嘘や冗談では言っていない。ケイン達は本気で言っている。
『飲めば飲むほど、冷静になるのだよぉ~~』
『素面の時より冷静よっ!』
『16の子供1人を宇宙の果てに行かせられるかっ! そんなんで生き残っても、酒が不味くなるじゃねぇか!』
ケインの怒鳴り声が響く。
「僕は大丈夫です。身体が……そういう身体なんですから! ちゃんと帰ってきます! そのためにユキが高速艦で……」
レンも声を張り上げた。
『馬鹿野郎っ! そんな細けぇこたぁ、どうでもいいんだっ! できるできねぇの話をしているんじゃねぇ!』
ケインが吠える。
「でも……」
『レン君1人を行かせて、化けもん相手に戦わせて、それでメデタシメデタシってか? ふざけんじゃねぇぞ!』
『きゃぁ~、ケイ格好良いぃ~!』
『やれぇ~! もっと言ったれぇ~~』
キララとマイマイが囃し立てている。
「とにかく落ち着いて下さい。
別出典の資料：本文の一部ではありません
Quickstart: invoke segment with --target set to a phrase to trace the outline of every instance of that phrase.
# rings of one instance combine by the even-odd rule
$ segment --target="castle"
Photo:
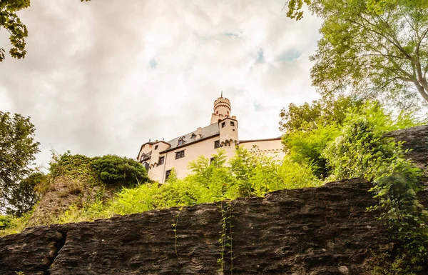
[[[218,148],[225,150],[227,157],[235,154],[235,146],[242,146],[254,154],[263,154],[282,159],[285,156],[281,138],[239,140],[238,123],[231,116],[230,101],[220,97],[214,101],[214,112],[210,125],[179,136],[169,141],[148,141],[138,152],[139,161],[153,180],[164,183],[174,168],[178,179],[184,178],[189,170],[188,162],[203,155],[212,161]]]

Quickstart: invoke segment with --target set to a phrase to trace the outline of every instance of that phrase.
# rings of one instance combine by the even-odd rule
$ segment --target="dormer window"
[[[177,144],[177,146],[179,146],[180,145],[183,145],[185,143],[185,141],[184,141],[184,136],[180,137],[180,139],[178,139],[178,143]]]

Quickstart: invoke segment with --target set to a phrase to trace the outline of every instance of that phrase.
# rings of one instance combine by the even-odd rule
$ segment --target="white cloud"
[[[282,1],[31,4],[27,56],[0,64],[0,108],[31,116],[39,163],[51,146],[135,157],[149,139],[208,125],[222,90],[243,139],[279,136],[282,107],[318,97],[308,56],[320,21],[287,19]]]

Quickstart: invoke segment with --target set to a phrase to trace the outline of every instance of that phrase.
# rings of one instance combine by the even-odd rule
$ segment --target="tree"
[[[360,107],[363,101],[352,96],[340,95],[337,98],[324,96],[314,100],[310,104],[305,102],[302,106],[292,103],[287,109],[282,109],[280,113],[280,130],[290,134],[302,131],[308,131],[327,126],[332,123],[341,124],[346,117],[345,110]]]
[[[91,0],[81,0],[81,2]],[[30,6],[30,0],[1,0],[0,1],[0,29],[4,28],[9,33],[9,40],[12,48],[9,54],[12,57],[21,59],[25,57],[26,39],[29,35],[26,26],[16,14],[24,9]],[[4,59],[4,49],[0,48],[0,62]]]
[[[0,111],[0,209],[11,199],[19,181],[29,175],[39,151],[29,117]]]
[[[132,159],[106,155],[91,166],[99,179],[108,184],[135,186],[148,181],[144,166]]]
[[[46,180],[45,174],[36,172],[20,181],[19,184],[11,191],[6,214],[21,216],[31,210],[40,199],[39,194],[35,191],[35,187]]]
[[[378,14],[360,0],[312,2],[324,19],[311,56],[312,83],[322,94],[350,89],[402,108],[412,106],[418,93],[428,102],[428,0],[386,1],[382,8]]]

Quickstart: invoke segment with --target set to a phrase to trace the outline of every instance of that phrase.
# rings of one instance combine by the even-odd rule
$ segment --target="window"
[[[168,181],[168,178],[169,178],[169,175],[170,174],[171,174],[170,170],[166,170],[166,172],[165,172],[165,181]]]
[[[220,141],[214,141],[214,149],[220,147]]]
[[[158,165],[162,165],[165,162],[165,156],[159,156],[159,161],[158,161]]]
[[[181,158],[183,158],[184,156],[184,156],[184,150],[175,152],[175,159],[181,159]]]

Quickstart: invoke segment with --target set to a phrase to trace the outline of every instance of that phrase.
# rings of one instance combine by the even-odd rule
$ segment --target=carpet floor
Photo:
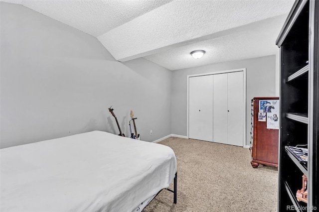
[[[277,211],[277,169],[253,168],[248,149],[174,137],[159,143],[177,158],[177,204],[163,190],[143,212]]]

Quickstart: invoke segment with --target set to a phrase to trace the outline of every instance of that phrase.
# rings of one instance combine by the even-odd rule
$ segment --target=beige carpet
[[[163,190],[143,212],[277,211],[277,169],[253,168],[248,149],[176,137],[159,143],[177,159],[177,203]]]

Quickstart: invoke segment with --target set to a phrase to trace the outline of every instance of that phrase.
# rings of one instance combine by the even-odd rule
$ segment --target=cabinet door
[[[189,78],[188,137],[213,141],[213,75]]]
[[[244,74],[229,73],[227,78],[227,143],[243,146]]]
[[[227,74],[214,75],[213,141],[227,143]]]

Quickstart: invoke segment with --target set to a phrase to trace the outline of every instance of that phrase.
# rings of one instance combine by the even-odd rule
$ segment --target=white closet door
[[[214,75],[213,139],[215,142],[227,142],[227,74]]]
[[[243,72],[228,73],[227,143],[243,146]]]
[[[213,141],[213,75],[190,77],[188,137]]]

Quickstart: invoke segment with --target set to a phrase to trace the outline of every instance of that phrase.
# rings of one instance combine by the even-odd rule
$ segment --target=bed
[[[101,131],[1,149],[3,212],[141,211],[174,182],[169,147]]]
何度も話し合ったことでしょう?」
『予定は未定なのだ、少年よぉ~~』
マイマイの声が響いた。
『二回りも下の子供を宇宙の果てに送り込めるかっ! 俺達を馬鹿にすんじゃねぇぞ!』
『ついて行ける船を手に入れたのだ、少年よぉ~!』
『むしろ、置いていく勢いよ! 競争できるわよ!』
もう、言っていることが滅茶苦茶である。
「ユキ……」
レンは、ユキに助けを求めた。
「アイミッタ?」
ユキがアイミッタに声を掛ける。
「……みえなくなっちゃった」
アイミッタが頭を抱えて答える。
『衛星軌道上に転送ターミナルを用意したわ! 準備ができたら上がって来て!』
『ユキちゃん、高速艦がもうすぐ組み上がるよぉ~!』
『アイミスは、高速艦に入れ籠みてぇに収まるぜ!』
("マーニャ"さん!)
困惑するレンの視界に、2頭身の"マーニャ"が現れた。
『良いお友達ね!』
"マーニャ"の頭上に吹き出しが浮かぶ。
(いや、良くないでしょ!)
『あら? どうして?』
(だって……危険です! 護りながら戦うなんて……)
『何を言っているの? お友達が一緒に行こうって言ってくれているのよ?』
(いや……でも!)
『大丈夫よ! マイチャイルド!』
(えっ?)
『何の勝算もなく同行しようと言っているのではないわ!』
(……それは?)
『きちんとした勝算があるから……いいえ、勝算を創り出したのね! だから、祝杯をあげているのよ!』
2頭身の"マーニャ"が右手の親指を立ててみせた。
(勝算が?)
レンは千々に乱れた思考を落ち着かせようと足下へ視線を向けた。
その間も、酔っ払った3人がスピーカー越しに大声で騒いでいる。
(船を造った? この短期間に?)
"迷惑ちゃん"討伐プランを説明した時、ケイン達はレン1人を行かせるわけにはいかないと不満を口にしていた。
しかし、同行する手段がない。
だから、不承不承、同行を諦めたのだ。
そのはずだった。
(あれから、1ヶ月も経っていないのに……)
レンは、2頭身の"マーニャ"を見た。
いきなり、ケイン達の技術レベルが跳ね上がるような"何か"を用意した存在がいる。
『私じゃないわ!』
第一容疑者の頭上に、吹き出しが浮かぶ。
(なら……)
『ナンシーでもないわ!』
"マーニャ"が首を振る。
(……タルミンさん?)
『そう考えるべきね!』
"マーニャ"がウィンクをしてみせる。
(どうして、こんな……)
『タルミンも、マイチャイルドを助けたかったんでしょう!』
(助けるって……たぶん、僕1人でやれたでしょう?)
『そうね! マイチャイルドに敗北はないわ!』
(それなら、どうして……)
『そこのお友達が視たでしょう?』
2頭身の"マーニャ"が指差す。
(アイミッタですか?)
『マイチャイルドは勝つわ! でも、空間を歪めて飲み込まれる可能性があったのよ!』
(それでも、帰ってくることができたでしょう?)
そのために、危険を冒してユキが高速艦で追って来るのだ。
『そうね! それでも、かなりの時間が経過してしまうわ!』
(時間が……?)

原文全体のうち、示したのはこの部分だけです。